In 2014, Janice Bagarose of Locust Avenue in Troy found a wonderful collection of photographs from the World War I era in her new home. Thankfully for historians everywhere, she donated them to the RCHS. The photos were collected by Mary T. Ryan, who was the City Historian of Troy in 1922 and 1923. They were taken by Bert Boice, who was one of the most important local photographers for decades. The images show many events which took place in the city during the war- from the send-off parade for the local regiment in August 1917 to the memorial service for the fallen in September 1919, plus local activities of the Red Cross and other service organizations during the war. The collection not only shows us the activities in the city during the war, but also shows us the people and buildings of the city at the time, and gives us insight into clothing, transportation, streetscapes, shopping, etc.
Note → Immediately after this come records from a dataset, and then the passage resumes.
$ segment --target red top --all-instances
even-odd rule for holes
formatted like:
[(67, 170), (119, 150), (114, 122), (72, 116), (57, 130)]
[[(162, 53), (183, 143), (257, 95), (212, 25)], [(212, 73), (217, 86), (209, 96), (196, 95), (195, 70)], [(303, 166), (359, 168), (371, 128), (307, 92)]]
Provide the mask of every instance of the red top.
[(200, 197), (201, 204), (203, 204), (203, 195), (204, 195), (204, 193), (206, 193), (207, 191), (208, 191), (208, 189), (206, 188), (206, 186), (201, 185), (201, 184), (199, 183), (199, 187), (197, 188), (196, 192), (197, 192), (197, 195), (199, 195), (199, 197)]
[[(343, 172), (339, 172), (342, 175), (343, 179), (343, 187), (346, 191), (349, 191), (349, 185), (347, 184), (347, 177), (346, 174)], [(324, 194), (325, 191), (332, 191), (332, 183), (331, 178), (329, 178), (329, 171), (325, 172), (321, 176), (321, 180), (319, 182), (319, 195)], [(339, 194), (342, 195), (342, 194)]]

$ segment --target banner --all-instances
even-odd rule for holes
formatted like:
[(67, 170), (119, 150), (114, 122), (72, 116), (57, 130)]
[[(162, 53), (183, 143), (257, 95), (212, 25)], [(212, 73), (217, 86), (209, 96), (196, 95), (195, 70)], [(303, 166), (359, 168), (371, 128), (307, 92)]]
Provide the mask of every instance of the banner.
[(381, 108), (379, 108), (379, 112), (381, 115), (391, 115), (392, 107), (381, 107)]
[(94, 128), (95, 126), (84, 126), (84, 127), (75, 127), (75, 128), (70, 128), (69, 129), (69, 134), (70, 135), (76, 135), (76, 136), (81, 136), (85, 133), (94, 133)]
The two photos in this post mark the local beginning and end of World War I. The first (2014.24.55c) is a photo of the send-off parade for the 105th Infantry Regiment on August 24, 1917. This was the 2nd NY Infantry Regiment, part of the New York National Guard, which was nationalized and activated soon after the U.S. declared war on Germany in April 1917, and renumbered the 105th as part of the 27th Division. The Division trained at Camp Wadsworth, near Spartansburg, South Carolina from September 1917 to May 1918, when it deployed to France. The city of Troy hastily organized a send-off at the end of August, 1917, with a parade, pictured above, and a bit of entertainment for the men, just before they left.
The photo was probably taken from the window of the photographer’s studio at the south end Franklin Square, looking north to the junction of 4th and River Streets. The building in the distance is now the home of King Blinds, the other buildings are gone, the streets slightly realigned due to the approach to the Green Island Bridge. Undoubtedly the men in uniform on the very tall extension ladder were fireman from the Trojan Hook and Ladder Company, which was located just out of camera range on the right.
The 27th Division participated in a couple of smaller battles in Belgium and France in early summer. On September 29 and 30, 1918, as part of the 4th Army, it was heavily involved in the action which pierced the Hindenburg Line, as the major German defenses were called, between Cambrai and St. Quentin, France. A great mural in the NYS Military Museum in Saratoga depicts this battle. The Division fought in an even larger engagement from October 11-20 at the LaSelle River. At that point, having incurred about 2,300 casualties, the Division was withdrawn from action. Less than a month later, the Armistice was signed on November 11, bringing most fighting in the War to End All Wars to an end.
As it took many months to deploy the soldiers of the American Expeditionary Force to France, it took just as long to send them home. The 105th arrived in New York in March 1919, and was greeted by another parade in Troy in April. Men from Troy served in many regiments, and in the Navy as well as the Army. The second photo (2014.24.4) above, depicts a memorial mass for those killed in the war, held in Washington Park on September 29, 1919, by which point all soldiers were home. About 225 Trojan soldiers died during the war.
The photo looks to the south and west, with Washington Place and Second Street in the background. Presumably, the crowd was too large to fit into St. Mary’s Catholic Church. This beautiful picture shows a well-dressed crowd at prayer, with many priests in attendance. Washington Park was and is a private park, accessible only to those who live around it. St. Mary’s location on Third Street on the southeast corner of the park would qualify its use for the mass.
The rest of the collection features photos of the same high quality. It is a great addition to the archive. These and other resources related to Rensselaer County’s World War I history are available for research during regular library hours on Friday and Saturday from noon to five, Thursday from noon to eight (except on holidays and in January), or by appointment.